Modeling Superscalar Processor Memory-Level Parallelism

Sam Van den Steen and Lieven Eeckhout

Abstract—This paper proposes an analytical model to predict Memory-Level Parallelism (MLP) in a superscalar processor. We profile the workload once and measure a set of distributions to characterize the workload’s inherent memory behavior. We subsequently generate a virtual instruction stream, over which we then process an abstract MLP model to predict MLP for a particular micro-architecture with a given ROB size, LLC size, MSHR size and stride-based prefetcher. Experimental evaluation reports an improvement in modeling error from 16.9 percent for previous work to 3.6 percent on average for the proposed model.

Index Terms—Modeling, memory level parallelism (MLP), micro-architecture

1 INTRODUCTION

Analytical performance models are useful to speed up design space exploration and provide a mental model for architects to reason about application-architecture interactions.
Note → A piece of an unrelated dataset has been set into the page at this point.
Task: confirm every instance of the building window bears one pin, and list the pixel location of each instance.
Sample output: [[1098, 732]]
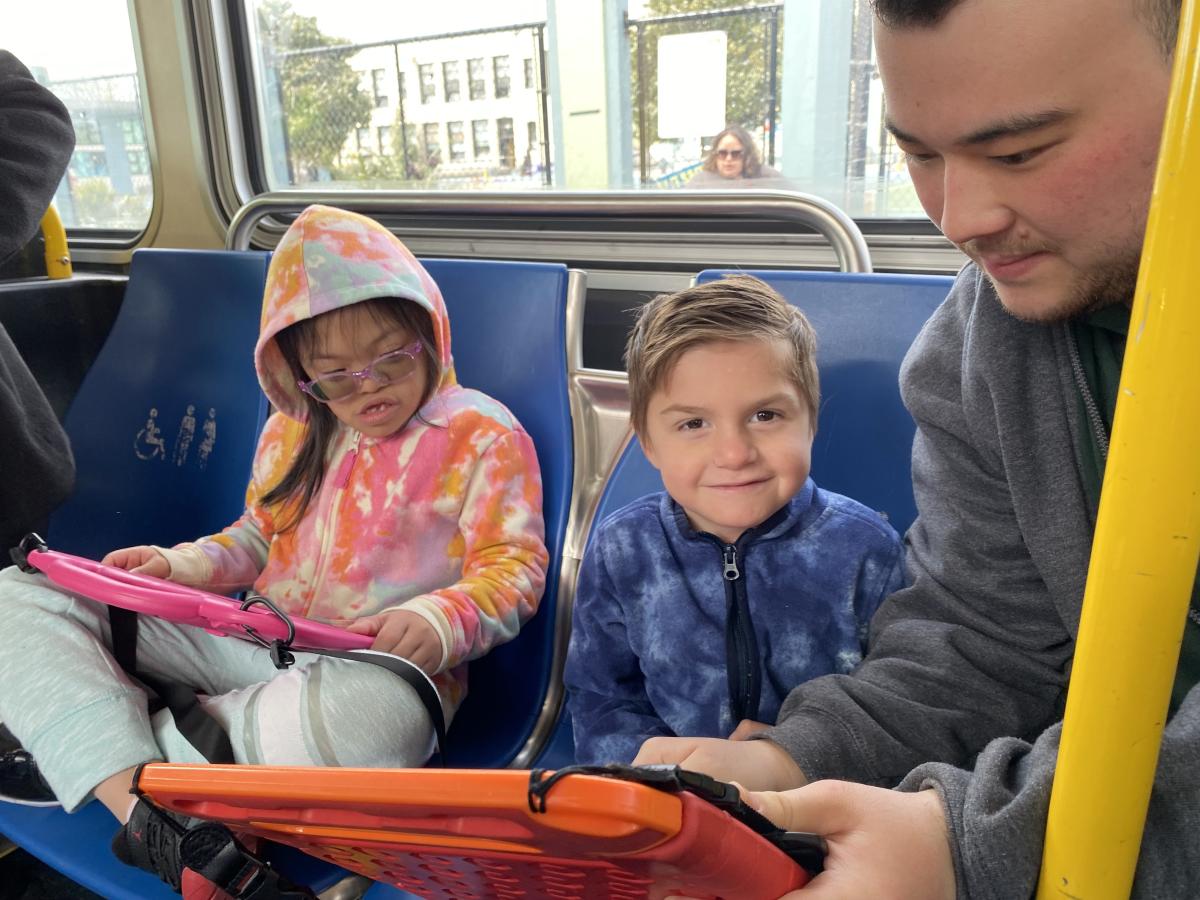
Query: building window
[[378, 89], [432, 143], [475, 75], [89, 163], [132, 132], [457, 144], [450, 81], [507, 143], [501, 71], [480, 138], [87, 130], [429, 88], [139, 163]]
One of the important and challenging components to model is the total time an application spends waiting for main memory. This is a challenge in particular because current superscalar processors hide part of the memory access latency by exploiting Memory-Level Parallelism (MLP), i.e., by servicing multiple memory requests in parallel [1].
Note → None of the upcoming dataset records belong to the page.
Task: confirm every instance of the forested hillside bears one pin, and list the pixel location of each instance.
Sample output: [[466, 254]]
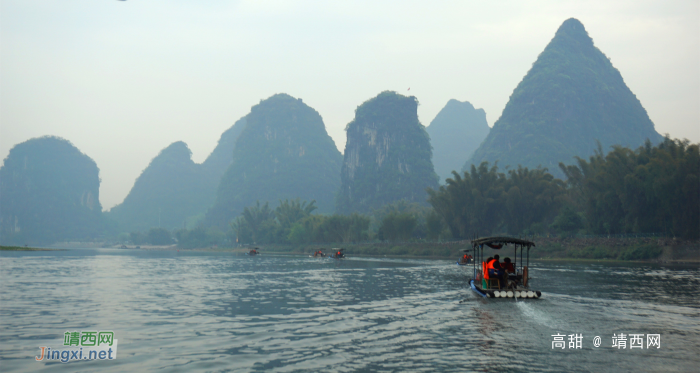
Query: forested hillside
[[387, 155], [284, 152], [171, 189], [49, 191], [455, 133], [571, 98]]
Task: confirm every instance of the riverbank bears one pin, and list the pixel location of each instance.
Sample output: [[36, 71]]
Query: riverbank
[[24, 248]]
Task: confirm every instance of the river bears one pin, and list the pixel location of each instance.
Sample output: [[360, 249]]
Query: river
[[216, 311]]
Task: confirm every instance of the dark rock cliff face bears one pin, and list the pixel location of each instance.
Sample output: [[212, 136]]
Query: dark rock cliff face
[[387, 155], [571, 98], [457, 130], [220, 159], [284, 152], [49, 191]]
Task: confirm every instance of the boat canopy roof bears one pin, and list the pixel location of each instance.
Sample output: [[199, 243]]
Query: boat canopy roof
[[498, 242]]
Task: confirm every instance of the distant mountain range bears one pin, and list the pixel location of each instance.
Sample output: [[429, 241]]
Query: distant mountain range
[[570, 101], [387, 155], [571, 98], [49, 191], [173, 191], [455, 133], [284, 152]]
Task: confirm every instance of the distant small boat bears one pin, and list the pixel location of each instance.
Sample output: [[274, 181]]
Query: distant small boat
[[319, 254], [465, 259]]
The key contribution in this paper is an analytical model that requires profiling an application of interest only once, after which MLP can be accurately estimated for a range of superscalar processor architectures while varying reorder buffer (ROB) size, last-level cache (LLC) size, number of Miss Status Handling Registers (MSHR) entries, stride-based hardware prefetching, etc. This is a non-trivial endeavor as MLP is a result of complex interactions between an application’s inherent memory access patterns and the available hardware resources. More specifically, characteristics such as burstiness of misses, inter-load dependences, locality, memory access patterns, etc. have an (in)direct effect on the exploitable MLP. Existing models fall short in various dimensions, as we will discuss in the next section.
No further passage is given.